Geetha believes that there can be no standardised sizes as far as human beings are concerned. “Each one is made differently. So I prefer customisation. Design is work-intensive, so it is better to create styles that suit different body types — hourglass, banana, apple or pear.” While she works on fun casuals and downright formal, much of her business in India and abroad comes from wedding gowns. “Nothing is outsourced. From pattern making to embroidery, all the work is done at my unit here. And I’m a stickler for deadlines.”
The designer, who is already showing her clothes in Hyderabad, plans to launch herself nationally by participating in the Lakme Fashion Week next year. “I’m also in talks with Selfridges, London, for a little niche to display my creations for the Christmas season. I’m designing jackets and gowns with gentle Indian touches.”
Fractals have always inspired the designer. “The repetitive designs have a slimming effect. I’m also influenced by travel. Recently, I visited the Himalayas. I can easily create 10 collections based on its beauty. Elegance and subtlety drive my sensibility. Clothes must not overpower your personality. “What can an outfit do for you?” is the most important question you must ask while making style choices.
FROM THE STYLIST…
* Dark blue/ navy is the new black. Instead of wearing black always for an evening out you can try blue. But make sure it does not look like staid office wear.
* Clean, sharply-tailored silhouettes are making a comeback. Fuss-free straight hemlines are good. Play around with panels and pleats if you want.
* Prints are in this year, even in winter-wear you can play around with prints. Graphic, floral and striped patterns were spotted on many runways.
*Peplums continue to be a craze. I don’t like peplums on Indian women. Stay away from it if you have big hips or waist.

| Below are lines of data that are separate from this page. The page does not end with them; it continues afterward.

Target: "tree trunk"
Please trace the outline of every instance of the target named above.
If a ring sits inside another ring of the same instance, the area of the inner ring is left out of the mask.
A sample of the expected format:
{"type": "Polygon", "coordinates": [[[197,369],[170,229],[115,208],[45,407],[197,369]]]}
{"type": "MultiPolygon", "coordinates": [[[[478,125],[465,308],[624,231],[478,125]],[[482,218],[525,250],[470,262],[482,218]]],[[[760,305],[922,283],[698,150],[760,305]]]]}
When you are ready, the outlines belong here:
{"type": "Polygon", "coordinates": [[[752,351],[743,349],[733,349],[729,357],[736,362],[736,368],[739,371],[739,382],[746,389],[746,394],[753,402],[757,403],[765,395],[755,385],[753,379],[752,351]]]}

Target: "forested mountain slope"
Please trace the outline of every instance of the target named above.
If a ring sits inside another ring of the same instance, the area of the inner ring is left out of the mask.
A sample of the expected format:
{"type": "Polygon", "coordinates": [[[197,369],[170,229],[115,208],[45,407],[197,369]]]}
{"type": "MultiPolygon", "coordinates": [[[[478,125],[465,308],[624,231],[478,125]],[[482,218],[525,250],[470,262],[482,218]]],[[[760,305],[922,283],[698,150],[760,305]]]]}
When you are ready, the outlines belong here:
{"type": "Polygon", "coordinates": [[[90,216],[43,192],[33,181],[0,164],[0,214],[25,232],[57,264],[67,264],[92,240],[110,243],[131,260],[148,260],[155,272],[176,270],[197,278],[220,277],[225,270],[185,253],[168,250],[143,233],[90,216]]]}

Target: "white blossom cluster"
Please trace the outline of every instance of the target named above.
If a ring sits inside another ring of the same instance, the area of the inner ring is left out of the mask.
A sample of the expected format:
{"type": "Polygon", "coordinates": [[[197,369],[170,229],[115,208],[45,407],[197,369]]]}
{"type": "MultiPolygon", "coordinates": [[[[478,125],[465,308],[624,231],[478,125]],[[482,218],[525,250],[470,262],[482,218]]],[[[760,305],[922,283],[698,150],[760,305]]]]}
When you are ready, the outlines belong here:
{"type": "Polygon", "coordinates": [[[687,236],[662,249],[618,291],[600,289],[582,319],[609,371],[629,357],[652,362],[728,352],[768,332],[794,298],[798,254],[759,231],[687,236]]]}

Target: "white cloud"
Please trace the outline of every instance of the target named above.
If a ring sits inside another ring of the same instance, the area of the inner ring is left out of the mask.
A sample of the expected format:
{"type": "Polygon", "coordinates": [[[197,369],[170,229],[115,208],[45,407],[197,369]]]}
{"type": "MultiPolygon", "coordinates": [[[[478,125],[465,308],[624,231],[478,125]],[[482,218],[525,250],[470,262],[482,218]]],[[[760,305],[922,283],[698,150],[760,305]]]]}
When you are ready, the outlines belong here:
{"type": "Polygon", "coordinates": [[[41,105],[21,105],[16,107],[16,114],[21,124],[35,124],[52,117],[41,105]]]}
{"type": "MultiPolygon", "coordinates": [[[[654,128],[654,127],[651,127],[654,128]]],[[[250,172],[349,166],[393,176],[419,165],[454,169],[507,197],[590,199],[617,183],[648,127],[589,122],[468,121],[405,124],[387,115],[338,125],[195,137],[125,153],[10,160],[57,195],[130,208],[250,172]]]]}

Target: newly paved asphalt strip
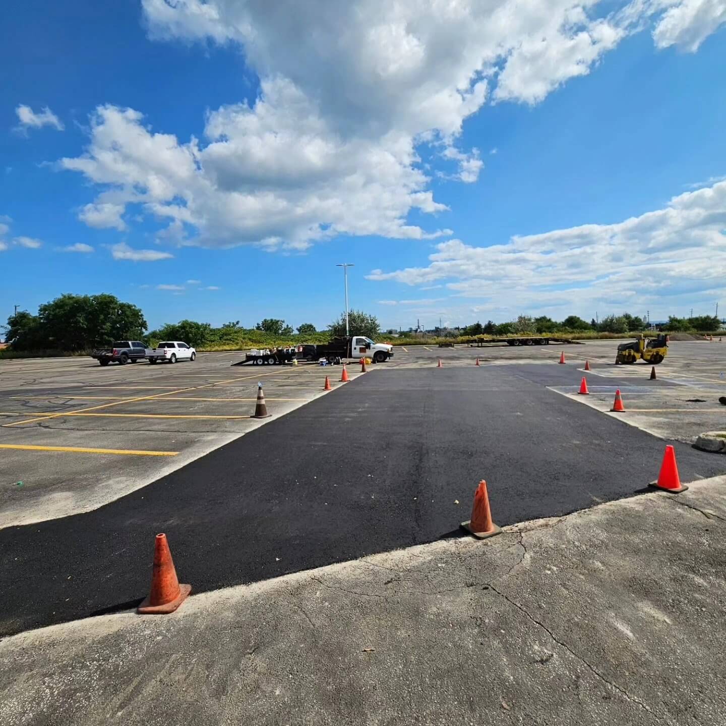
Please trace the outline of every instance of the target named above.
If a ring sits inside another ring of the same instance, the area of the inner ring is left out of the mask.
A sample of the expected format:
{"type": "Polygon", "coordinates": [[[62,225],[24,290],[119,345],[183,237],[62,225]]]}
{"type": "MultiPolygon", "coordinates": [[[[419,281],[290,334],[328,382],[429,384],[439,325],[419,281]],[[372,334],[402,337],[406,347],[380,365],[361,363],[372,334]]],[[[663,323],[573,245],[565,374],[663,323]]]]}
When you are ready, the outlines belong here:
{"type": "MultiPolygon", "coordinates": [[[[457,536],[481,478],[499,525],[632,495],[664,442],[542,385],[581,375],[377,371],[99,510],[1,530],[0,635],[132,606],[160,531],[199,592],[457,536]]],[[[726,469],[677,452],[684,481],[726,469]]]]}

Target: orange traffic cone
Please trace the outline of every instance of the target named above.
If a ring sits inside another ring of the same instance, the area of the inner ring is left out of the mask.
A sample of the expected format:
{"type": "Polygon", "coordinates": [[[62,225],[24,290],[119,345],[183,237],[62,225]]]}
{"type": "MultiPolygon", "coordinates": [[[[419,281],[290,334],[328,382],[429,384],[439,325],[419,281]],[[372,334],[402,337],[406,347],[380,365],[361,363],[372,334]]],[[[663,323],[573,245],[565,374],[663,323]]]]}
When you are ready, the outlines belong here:
{"type": "Polygon", "coordinates": [[[478,539],[494,537],[502,531],[492,521],[492,510],[489,509],[489,497],[486,494],[486,482],[482,479],[474,492],[474,504],[471,507],[471,519],[462,522],[461,526],[478,539]]]}
{"type": "Polygon", "coordinates": [[[268,418],[271,415],[267,412],[267,404],[265,403],[265,393],[262,390],[262,384],[257,384],[257,403],[255,404],[255,415],[253,418],[268,418]]]}
{"type": "Polygon", "coordinates": [[[157,534],[154,542],[154,566],[151,592],[139,605],[139,615],[168,615],[173,613],[192,592],[191,585],[180,585],[169,552],[166,534],[157,534]]]}
{"type": "Polygon", "coordinates": [[[620,395],[620,389],[615,391],[615,401],[613,401],[613,407],[611,411],[624,411],[625,407],[623,405],[623,397],[620,395]]]}
{"type": "Polygon", "coordinates": [[[666,446],[666,452],[663,454],[663,463],[661,465],[661,473],[658,475],[658,481],[652,481],[650,486],[665,489],[666,492],[672,492],[676,494],[688,489],[680,483],[678,465],[676,464],[675,449],[669,444],[666,446]]]}

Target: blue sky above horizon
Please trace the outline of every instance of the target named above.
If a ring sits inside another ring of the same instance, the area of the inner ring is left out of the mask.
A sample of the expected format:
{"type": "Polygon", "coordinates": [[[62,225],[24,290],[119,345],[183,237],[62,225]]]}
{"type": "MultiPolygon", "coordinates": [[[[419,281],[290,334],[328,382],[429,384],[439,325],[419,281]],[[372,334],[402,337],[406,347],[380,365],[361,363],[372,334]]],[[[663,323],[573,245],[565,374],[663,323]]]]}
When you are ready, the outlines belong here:
{"type": "Polygon", "coordinates": [[[0,310],[726,310],[726,0],[10,0],[0,310]]]}

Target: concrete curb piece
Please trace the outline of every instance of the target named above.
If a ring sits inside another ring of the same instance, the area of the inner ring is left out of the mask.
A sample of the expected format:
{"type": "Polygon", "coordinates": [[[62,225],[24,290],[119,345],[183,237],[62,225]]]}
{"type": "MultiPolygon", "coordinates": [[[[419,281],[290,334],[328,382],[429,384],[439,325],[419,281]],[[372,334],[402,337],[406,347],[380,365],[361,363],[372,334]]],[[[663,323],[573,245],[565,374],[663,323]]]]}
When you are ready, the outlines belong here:
{"type": "Polygon", "coordinates": [[[706,431],[693,444],[696,449],[714,454],[726,454],[726,431],[706,431]]]}

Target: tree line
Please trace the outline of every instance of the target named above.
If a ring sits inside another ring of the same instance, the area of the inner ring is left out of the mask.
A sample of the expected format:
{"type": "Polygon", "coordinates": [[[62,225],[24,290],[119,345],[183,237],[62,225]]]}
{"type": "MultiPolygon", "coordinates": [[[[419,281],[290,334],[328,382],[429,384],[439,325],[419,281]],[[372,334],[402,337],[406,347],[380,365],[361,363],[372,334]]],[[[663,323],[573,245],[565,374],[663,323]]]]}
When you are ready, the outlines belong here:
{"type": "MultiPolygon", "coordinates": [[[[353,310],[349,317],[351,334],[375,338],[380,333],[375,316],[353,310]]],[[[345,335],[346,317],[341,314],[322,331],[309,322],[293,329],[277,318],[265,318],[252,328],[240,325],[239,320],[216,327],[207,322],[180,320],[149,330],[141,309],[121,302],[113,295],[67,293],[39,306],[36,315],[27,310],[18,311],[2,327],[5,340],[14,351],[76,353],[124,340],[143,340],[150,346],[165,340],[184,340],[195,348],[223,347],[240,341],[257,345],[322,343],[331,335],[345,335]]]]}

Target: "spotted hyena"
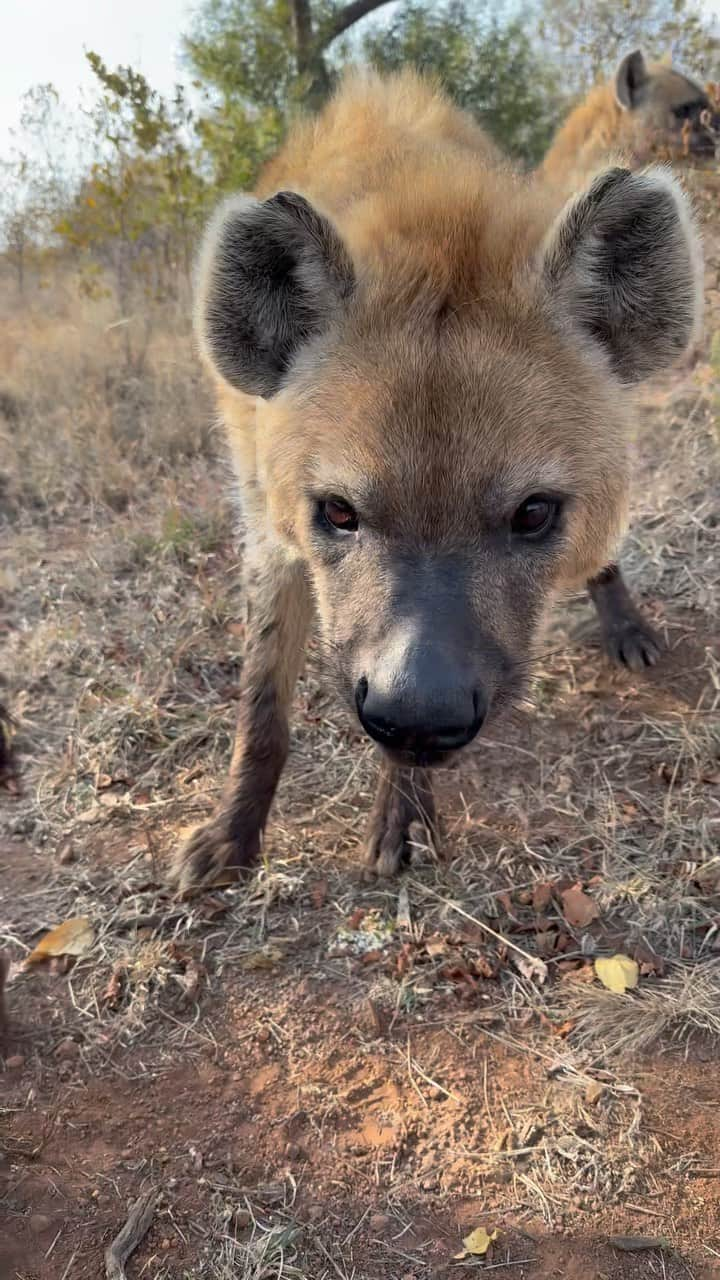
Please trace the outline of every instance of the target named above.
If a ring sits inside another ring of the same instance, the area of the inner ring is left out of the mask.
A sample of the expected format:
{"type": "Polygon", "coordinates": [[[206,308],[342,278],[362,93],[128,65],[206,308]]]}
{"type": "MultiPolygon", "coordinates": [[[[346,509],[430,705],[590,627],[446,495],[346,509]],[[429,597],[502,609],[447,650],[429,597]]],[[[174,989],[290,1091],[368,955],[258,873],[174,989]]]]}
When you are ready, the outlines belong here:
{"type": "Polygon", "coordinates": [[[314,612],[327,677],[379,744],[365,858],[434,833],[429,769],[521,692],[553,596],[609,646],[655,641],[612,568],[632,387],[687,346],[700,253],[664,169],[560,211],[413,74],[355,74],[255,196],[213,219],[197,334],[247,526],[250,625],[220,804],[182,887],[250,867],[314,612]]]}

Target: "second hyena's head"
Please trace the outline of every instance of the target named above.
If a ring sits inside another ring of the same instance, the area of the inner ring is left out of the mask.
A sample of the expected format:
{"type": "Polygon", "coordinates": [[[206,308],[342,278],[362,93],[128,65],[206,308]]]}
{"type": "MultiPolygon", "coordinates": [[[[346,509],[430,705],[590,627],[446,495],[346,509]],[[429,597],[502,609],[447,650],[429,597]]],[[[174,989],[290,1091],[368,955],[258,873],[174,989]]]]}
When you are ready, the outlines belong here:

*Layering is an all-time favourite. You can layer a pink vest over a blue one and add a sheer wrap to the ensemble. Let the colours be seen through.
LAST-MINUTE PARTY FIX
*If you are running late for a party and don’t have time to get ready, I suggest a high ponytail (for a bad hair day), as it keeps all the hair neatly in place and gives a smart look. Make sure there are no frizzy ends. Even a side swept ponytail will make a change and keep hair neatly in place. Mascara is a must. Even if you don’t have eyeliner, a sweep of mascara on the eyelashes opens up your eyes and makes it sparkle.
*Invest in a good pair of jeans as that is something you can put on at a moment’s notice. Pair it with any well-fitting top or layer with a top and jacket depending on your body type.
*Have a few statement jewellery pieces handy to take the attention away from the dress or make up. A chunky piece of jewellery either on the neck or ears makes for a good distraction. It’s also a good conversation-starter. A dash of perfume, and your ready.
*Essentials for an evening out — mascara, good fitting jeans, comfortable heels, a clutch and a smile! No matter what, when you are feeling good about yourself it shines through.